These data imply that the fringing-reef retreat stalled on the Pleistocene reef-flat platform at about the same time as the basal sequence was initiated at Papeete ~14 ka ago. If the appearance of acroporids ~13 ka ago at the Maraa sites signifies that the newly-formed lagoon started to function as a sediment trap, then it apparently took ~1000 years for the sediment flux to reduce sufficiently to allow the fringing reef to start accreting vertically and form a barrier reef at Maraa. However this young barrier may still have been permeable where coastal sediment flux was highest, given that it took a further thousand years for acroporids to dominate reef-front assemblages.
Discussion
Linking Darwin's reef types
In Darwin's genetic model of reef types, fringing reefs maintain a fixed position and accrete vertically in response to relative SL rise. However, during glacial-interglacial cycles, this simple mechanism would produce a barrier reef each time SL rose, and lead to the development of multiple reefs at the same location. Data from Tahiti show that, rather than accreting vertically, the postglacial fringing reef was forced to retreat upslope during SL rise due to the exclusion of rapidly-growing acroporids by sedimentation. The transition into a barrier reef seems to have been initiated when the fringing reef encountered a laterally extensive platform which prevented further retreat. Its newly fixed position on the edge of the platform ‘instantaneously’ created a lagoon that trapped sediment, reducing sediment flux, and eventually allowed acroporids to recolonize the reef. This restored its vertical-accretion potential, enabling it to keep-up with rising SL and become a barrier reef.

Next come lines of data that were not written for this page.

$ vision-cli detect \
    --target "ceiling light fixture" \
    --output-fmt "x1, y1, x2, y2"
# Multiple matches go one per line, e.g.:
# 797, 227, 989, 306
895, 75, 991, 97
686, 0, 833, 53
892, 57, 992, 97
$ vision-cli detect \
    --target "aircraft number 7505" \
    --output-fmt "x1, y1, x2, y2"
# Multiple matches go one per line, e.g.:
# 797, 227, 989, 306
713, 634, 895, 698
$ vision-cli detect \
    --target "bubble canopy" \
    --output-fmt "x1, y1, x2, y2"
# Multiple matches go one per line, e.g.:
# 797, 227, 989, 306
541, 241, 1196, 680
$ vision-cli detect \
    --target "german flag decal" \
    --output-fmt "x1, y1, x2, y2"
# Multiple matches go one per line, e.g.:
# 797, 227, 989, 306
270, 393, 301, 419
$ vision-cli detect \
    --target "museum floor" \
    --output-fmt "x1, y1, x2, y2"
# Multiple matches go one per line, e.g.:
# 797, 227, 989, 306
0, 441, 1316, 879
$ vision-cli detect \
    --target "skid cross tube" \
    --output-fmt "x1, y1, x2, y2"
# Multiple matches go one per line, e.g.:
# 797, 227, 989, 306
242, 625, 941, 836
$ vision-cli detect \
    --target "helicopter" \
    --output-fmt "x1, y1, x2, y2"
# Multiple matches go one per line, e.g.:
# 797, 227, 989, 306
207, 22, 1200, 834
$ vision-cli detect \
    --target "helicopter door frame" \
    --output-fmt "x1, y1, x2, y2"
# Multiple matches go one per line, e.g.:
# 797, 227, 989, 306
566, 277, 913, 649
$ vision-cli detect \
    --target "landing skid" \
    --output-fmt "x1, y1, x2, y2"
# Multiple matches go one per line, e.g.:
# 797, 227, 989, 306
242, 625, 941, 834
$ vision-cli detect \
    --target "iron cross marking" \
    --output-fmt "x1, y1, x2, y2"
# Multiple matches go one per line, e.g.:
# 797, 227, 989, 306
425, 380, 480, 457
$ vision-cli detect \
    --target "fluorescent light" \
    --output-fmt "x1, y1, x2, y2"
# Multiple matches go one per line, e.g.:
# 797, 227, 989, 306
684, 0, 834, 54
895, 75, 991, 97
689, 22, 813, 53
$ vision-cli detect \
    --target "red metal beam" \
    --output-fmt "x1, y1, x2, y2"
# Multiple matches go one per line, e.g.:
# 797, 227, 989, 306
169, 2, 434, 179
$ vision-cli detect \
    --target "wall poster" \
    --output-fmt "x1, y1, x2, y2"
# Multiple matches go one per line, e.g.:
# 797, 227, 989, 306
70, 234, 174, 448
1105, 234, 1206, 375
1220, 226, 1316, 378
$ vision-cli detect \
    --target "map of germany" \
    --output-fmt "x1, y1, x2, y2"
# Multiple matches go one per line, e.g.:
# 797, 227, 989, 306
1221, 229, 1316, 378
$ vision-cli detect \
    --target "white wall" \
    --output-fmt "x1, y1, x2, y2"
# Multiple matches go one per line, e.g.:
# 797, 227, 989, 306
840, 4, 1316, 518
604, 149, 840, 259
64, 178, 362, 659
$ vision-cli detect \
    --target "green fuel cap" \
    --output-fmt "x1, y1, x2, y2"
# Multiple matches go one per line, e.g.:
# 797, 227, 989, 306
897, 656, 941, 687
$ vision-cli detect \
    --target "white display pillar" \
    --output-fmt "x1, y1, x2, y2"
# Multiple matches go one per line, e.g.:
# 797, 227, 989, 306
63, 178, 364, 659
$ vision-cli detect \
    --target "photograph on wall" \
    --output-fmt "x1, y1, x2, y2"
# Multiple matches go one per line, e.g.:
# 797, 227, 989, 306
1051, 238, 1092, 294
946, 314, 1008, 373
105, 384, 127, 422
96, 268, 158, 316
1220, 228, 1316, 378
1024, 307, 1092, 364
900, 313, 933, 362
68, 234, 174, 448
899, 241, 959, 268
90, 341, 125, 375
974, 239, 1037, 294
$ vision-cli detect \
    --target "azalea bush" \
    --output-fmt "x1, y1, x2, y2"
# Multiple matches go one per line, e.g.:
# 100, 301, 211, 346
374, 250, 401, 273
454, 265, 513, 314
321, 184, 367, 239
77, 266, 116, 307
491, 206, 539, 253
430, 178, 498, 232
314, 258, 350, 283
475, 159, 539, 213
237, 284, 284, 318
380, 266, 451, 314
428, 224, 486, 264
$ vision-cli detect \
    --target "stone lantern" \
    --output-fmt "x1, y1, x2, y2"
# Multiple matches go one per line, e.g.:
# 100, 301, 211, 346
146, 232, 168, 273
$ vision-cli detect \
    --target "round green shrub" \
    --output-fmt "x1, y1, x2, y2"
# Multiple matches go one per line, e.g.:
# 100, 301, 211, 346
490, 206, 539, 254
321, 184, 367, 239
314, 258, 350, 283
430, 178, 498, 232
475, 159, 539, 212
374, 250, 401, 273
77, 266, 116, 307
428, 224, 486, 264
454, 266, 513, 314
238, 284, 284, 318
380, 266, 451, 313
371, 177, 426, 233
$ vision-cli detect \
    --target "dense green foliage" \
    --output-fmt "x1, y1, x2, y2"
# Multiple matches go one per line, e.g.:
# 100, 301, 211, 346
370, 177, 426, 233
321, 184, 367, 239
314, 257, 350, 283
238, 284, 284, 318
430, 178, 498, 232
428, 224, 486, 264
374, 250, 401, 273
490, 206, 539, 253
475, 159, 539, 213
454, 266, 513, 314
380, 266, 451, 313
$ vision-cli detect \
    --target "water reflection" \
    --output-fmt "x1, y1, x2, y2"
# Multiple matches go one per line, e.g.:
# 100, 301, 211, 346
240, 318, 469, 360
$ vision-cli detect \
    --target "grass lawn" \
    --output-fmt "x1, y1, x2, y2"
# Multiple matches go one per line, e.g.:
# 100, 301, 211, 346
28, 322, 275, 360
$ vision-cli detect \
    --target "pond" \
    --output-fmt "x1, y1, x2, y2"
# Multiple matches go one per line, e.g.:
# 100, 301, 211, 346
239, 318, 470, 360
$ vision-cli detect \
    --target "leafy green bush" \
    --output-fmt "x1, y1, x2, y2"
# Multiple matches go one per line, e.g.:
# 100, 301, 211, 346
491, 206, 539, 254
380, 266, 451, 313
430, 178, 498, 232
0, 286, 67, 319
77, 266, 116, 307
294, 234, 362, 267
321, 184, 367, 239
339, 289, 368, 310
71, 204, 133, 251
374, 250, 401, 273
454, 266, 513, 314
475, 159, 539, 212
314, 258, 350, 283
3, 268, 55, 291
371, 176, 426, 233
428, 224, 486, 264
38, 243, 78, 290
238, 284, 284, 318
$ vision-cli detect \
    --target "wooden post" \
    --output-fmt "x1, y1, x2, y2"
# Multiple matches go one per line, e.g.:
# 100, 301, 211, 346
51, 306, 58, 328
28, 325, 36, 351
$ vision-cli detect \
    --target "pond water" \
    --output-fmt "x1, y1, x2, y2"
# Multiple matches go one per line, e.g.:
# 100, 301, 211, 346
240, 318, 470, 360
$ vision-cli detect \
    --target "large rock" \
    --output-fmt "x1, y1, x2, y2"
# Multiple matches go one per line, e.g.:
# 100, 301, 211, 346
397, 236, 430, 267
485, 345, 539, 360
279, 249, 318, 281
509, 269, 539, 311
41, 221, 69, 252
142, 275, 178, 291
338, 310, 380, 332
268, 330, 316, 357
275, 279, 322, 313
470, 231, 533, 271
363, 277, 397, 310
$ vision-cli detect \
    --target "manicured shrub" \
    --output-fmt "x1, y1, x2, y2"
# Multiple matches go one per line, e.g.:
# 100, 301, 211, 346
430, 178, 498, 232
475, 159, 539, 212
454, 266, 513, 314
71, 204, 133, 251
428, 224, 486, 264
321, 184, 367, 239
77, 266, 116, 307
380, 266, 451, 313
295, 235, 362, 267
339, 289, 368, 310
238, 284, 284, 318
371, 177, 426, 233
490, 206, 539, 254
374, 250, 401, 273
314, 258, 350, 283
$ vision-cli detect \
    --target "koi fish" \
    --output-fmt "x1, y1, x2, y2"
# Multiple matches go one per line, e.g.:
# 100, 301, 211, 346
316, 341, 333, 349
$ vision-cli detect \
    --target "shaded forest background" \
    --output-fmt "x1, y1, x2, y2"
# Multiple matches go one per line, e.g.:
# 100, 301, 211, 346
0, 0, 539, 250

The key element in the transition between reef types is therefore the presence of a platform with a horizontal or low reverse slope. Evidence from Tahiti implies that this platform was generated by reef-flat development, possibly during the Last Interglacial, although no ages exist for the upper surface of the platform (Supplementary Discussion). Nevertheless, the potential for reef flats to produce wide horizontal platforms during interglacials is well established from Holocene sequences recovered from modern fringing reefs34,35.
The tendency for fringing reefs to retreat upslope during postglacial SL rise, and to form horizontal platforms during interglacial highstands, provides the key requirements for a genetic link between reef types. In Figure 5, we summarise this link for volcanic islands undergoing slow thermotectonic subsidence. Reef development starts (or is reset) during glacial lowstands. On young volcanic islands, the steep eroding flanks keep fringing reefs close to shore, and high coastal sediment flux suppresses their accretion rate. As a result, during postglacial SL rise, they retreat upslope tracking the transgression and produce a thin diachronous unit. During the ensuing interglacial, the decreasing rate of SL rise is eventually matched and exceeded by the reef's accretion rate, and it can advance seawards producing a wide reef-flat platform (Fig. 5).
This first cycle of fringing-reef development is terminated by SL fall during glacial onset and, over the next ~100 ka, terrestrial erosion and thermotectonic subsidence continue. The rate of subsidence will control the form of subsequent postglacial reef development. Fringing reefs will only develop on islands where the subsidence rate is greater than the amplitude of the SL cycle, because the reef-flat platform that developed during the first cycle will be displaced below the glacial lowstand (e.g., rates >1.2 mm yr−1 for the last 120 m lowstand). However, on islands where subsidence cannot displace this platform below the SL lowstand (e.g., rates <1.2 mm yr−1), a barrier reef will develop. This is because the second-cycle fringing-reef will retreat upslope with the postglacial rise until it encounters the subsided platform (Fig. 5). The reverse slope of the platform will prevent further retreat and stabilize the fringing reef on its outer edge, initiating barrier-reef development. Thus, as in the case of Tahiti where subsidence is less than the amplitude of the SL cycle, a fringing reef can transform into a barrier reef during a single episode of postglacial SL rise.
During subsequent SL cycles, the process is repeated: early postglacial fringing reefs retreat upslope until they encounter the barrier reef-flat platform from the previous cycle. Barrier-reef development then resumes, and a new reefal cap fills the remaining accommodation space created by subsidence. Eventually, after several cycles, subsidence and terrestrial erosion combine to displace the volcanic island below the SL highstand position, transforming the barrier into an atoll (Fig. 5). Such interaction between retreating fringing reefs and former reef-flat platforms during multiple SL cycles on gradually subsiding islands, therefore supports Darwin's 175 year-old claim of a genetic link between reef types.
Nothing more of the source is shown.